そして彼の開いた手の中で、闇の魔力の煙が鋭い剣となり収斂していく。
辛うじて冷静さを繕っていたその瞳が狂気に光る。
真っ直ぐに私を見るその瞳に、強烈な憎しみが宿っているのが見て取れた。
私はそれを見て、こっそりとほくそ笑む。
「残火よ……芽吹け」
先ほど円形に彼を囲った炎の残りかすが、再び燃え上がる。ターナス様が技芸会で見せた、舞い落ちた葉が種となり芽吹く魔法から着想を得た方法だ。ぶっつけ本番だったが、何事も気合さえあればなんとかなるものだ。
彼は鋭い舌打ちをして、その手の黒い剣で薙ぎ払うように切る。炎はやや揺らめいたが、依然として燃え続ける。

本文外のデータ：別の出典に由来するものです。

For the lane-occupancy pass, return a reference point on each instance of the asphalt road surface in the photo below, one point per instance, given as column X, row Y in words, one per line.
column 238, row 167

予想通り、彼は先ほどの虫と同様に二種類以上の魔力を帯びられないらしい。ロードラーザ様ほどの力があれば別だが、機械を頼りに魔力を増幅しているらしいジャンの闇魔法では炎を打ち消すことは出来ないだろう。
しかしそこで、彼へ向けてかざしていた手が震えた。
「……っ」
がく、と膝が曲がる。彼を囲っていた炎の勢いがやや弱まった。魔力切れだ。
やはり、初めての方法をいきなり使ったため、魔力量の調整がうまくいかなかったらしい。
彼はその隙を見逃さなかった。すぐさまもう一度剣で炎を薙ぎ払うと、こちらへ駆け出す。
「……あああああああッ!」
その憎しみを、怒りを、恨みを、悲しみを、彼の中にある感情全てを瞳に滴らせ、真っ直ぐに向かってくる。

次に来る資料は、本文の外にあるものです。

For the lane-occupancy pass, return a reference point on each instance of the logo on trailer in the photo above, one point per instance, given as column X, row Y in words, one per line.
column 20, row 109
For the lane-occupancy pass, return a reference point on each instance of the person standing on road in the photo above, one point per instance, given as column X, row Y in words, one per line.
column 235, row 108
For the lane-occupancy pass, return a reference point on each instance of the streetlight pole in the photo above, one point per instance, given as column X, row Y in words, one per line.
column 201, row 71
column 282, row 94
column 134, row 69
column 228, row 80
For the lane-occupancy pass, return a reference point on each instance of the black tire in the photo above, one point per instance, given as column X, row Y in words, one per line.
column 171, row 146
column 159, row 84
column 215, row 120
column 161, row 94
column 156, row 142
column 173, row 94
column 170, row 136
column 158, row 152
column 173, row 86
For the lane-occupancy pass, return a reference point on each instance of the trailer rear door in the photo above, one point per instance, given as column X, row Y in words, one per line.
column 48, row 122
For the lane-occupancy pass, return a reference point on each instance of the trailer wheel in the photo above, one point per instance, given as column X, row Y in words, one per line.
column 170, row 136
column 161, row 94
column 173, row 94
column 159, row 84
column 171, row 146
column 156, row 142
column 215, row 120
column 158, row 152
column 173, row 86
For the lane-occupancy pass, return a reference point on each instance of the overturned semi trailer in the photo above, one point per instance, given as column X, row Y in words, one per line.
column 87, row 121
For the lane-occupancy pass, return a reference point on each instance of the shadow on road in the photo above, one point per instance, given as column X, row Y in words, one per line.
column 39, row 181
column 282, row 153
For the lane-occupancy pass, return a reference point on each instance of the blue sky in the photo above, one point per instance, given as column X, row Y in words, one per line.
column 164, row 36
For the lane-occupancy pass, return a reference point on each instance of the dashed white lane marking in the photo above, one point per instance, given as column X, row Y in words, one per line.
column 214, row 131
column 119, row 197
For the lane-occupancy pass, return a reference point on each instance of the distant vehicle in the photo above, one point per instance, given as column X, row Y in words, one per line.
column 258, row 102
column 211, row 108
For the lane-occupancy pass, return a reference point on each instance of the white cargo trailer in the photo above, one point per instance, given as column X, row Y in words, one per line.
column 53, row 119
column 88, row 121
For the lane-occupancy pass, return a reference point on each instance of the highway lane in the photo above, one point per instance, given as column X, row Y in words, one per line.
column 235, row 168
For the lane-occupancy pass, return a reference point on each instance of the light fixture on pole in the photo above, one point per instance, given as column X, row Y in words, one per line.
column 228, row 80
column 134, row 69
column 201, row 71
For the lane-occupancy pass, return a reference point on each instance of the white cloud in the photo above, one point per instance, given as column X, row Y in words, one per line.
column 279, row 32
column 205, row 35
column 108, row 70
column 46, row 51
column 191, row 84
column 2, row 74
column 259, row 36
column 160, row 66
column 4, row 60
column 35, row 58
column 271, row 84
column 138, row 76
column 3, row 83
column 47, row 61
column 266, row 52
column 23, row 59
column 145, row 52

おそらく、私と、彼の母を殺した魔女を重ねているのだろう。
大きく振り上げられた剣が、鋭く光る。
私はそれを呆然と見上げ―――くすり、と嗤った。
彼が目を見開いたその瞬間、彼の黒い剣はざくりと斬った。
鮮やかな血が宙を舞う。
「え……」
小さく声を出したのは、ジャンの方だった。
ごふ、と血を吐く。
「馬鹿、野郎……」
イビールはにっと歯を見せて、ゆっくりと崩れ落ちた。
「イ……ビー……」
かすれたジャンの声は、最後の音を紡げない。
私は倒れたイビールだったものをちらりと見てから、ジャンに視線を戻す。